I have 1000 text files and each file is tab delimited with following format

John    32     NY     12     USA
Peter   78.    CA.    8.     USA
Stef.   67.    CA.    12.    USA

I want to extract all those line where fourth column is exactly 12. This is what I've done:


file='random'

FILES=/home/user/data/*.txt
for f in $FILES; 
do 
echo $f
filename=$(basename $f)
awk -F"\t" '$4 == 12' $f >  /home/user/extra/$file/$filename; 
done

But this produces empty files and I am not sure what I am doing wrong here.

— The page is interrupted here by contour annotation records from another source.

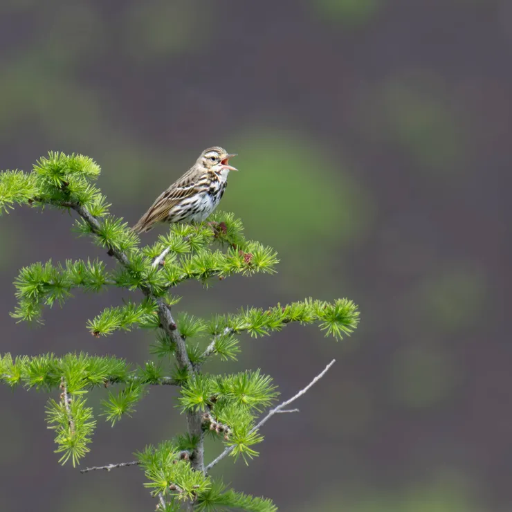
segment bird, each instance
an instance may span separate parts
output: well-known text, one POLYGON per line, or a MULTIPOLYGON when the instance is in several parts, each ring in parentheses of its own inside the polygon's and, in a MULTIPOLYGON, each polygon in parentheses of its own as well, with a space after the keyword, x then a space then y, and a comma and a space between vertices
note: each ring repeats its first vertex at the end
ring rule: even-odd
POLYGON ((132 228, 138 233, 152 229, 158 222, 202 222, 217 208, 226 190, 229 165, 236 156, 220 146, 205 149, 196 163, 155 199, 149 209, 132 228))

Insights will be appreciated.

John
  • 815
  • 11
  • 31

1 Answers1

1

Please read Correct Bash and shell script variable capitalization and https://mywiki.wooledge.org/Quotes to understand some of the issues in your script and copy/paste any shell script you write into https://www.shellcheck.net/ until you get the fundamentals down.

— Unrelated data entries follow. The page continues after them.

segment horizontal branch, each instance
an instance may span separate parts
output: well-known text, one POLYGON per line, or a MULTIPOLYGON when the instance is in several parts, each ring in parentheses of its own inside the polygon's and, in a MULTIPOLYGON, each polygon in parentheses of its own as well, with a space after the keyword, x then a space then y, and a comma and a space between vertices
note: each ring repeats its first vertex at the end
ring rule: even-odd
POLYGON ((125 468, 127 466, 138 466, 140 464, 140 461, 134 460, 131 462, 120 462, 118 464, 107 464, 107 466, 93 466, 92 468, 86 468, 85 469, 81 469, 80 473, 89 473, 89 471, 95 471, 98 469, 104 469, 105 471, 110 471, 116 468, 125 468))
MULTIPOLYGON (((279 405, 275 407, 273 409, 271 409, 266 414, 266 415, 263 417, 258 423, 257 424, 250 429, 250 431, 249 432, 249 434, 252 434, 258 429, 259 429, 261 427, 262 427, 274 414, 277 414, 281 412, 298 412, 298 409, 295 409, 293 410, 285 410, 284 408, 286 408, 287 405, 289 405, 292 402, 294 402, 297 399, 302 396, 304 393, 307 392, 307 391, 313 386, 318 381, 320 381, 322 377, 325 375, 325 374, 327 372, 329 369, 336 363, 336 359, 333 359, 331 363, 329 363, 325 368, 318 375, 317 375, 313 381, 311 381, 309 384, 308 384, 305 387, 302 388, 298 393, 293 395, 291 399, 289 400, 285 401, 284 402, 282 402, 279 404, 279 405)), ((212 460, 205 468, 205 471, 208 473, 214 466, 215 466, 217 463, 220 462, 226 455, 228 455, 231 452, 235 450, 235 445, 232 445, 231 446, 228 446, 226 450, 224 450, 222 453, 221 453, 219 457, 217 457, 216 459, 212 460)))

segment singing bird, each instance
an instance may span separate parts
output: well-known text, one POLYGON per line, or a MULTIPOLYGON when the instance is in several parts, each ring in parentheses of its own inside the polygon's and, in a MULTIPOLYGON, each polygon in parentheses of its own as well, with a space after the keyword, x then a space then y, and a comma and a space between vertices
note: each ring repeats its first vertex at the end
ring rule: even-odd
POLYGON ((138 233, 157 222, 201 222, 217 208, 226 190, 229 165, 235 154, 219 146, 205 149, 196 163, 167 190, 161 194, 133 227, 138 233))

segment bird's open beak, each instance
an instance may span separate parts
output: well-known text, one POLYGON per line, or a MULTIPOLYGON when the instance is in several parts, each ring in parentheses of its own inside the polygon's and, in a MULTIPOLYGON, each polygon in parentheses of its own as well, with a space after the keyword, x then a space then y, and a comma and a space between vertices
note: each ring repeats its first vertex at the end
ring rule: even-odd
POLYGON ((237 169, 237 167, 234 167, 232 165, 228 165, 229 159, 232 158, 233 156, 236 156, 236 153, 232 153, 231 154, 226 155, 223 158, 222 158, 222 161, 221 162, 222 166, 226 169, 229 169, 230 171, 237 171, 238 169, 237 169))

Regarding But this produces empty files - sure, for any give command cmd with

for f in *; do
    cmd "$f" > "out$f"
done

you're creating an output file for each input file in the shell loop so if any input file doesn't match $4==12 in your awk script (the cmd in this case) you'll still get an output file, it'll just be empty. If you don't want that you could do:

tmp=$(mktemp)
for f in *; do
    cmd "$f" > "$tmp" &&
    mv -- "$tmp" "out$f"
done

and write cmd to exit with a succ/fail status like grep does when it finds a match (trivial in awk), or you could check the size of "$tmp" before the mv:

tmp=$(mktemp)
for f in *; do
    cmd "$f" > "$tmp" &&
    [[ -s "$tmp" ]] &&
    mv -- "$tmp" "out$f"
done

You don't need a shell loop or other commands for this, though, just 1 call to awk to process all of your files at once. Using any awk in any shell on every Unix box do only this

awk -v file='random' -F'\t' '
    FNR == 1 {
        close(out)
        f = FILENAME
        sub(".*/","",f)
        out = "/home/user/extra/" file "/" f
    }
    $4 == 12 {
        print > out
    }
' /home/user/data/*.txt

If you want a string instead of numeric comparison so that 12. doesn't match 12 then do $4 == "12" instead of $4 == 12.

In the above file is a poor choice of variable name to hold the name of a directory but I left it alone to avoid changing anything I didn't have to.

Ed Morton
  • 188,023
  • 17
  • 78
  • 185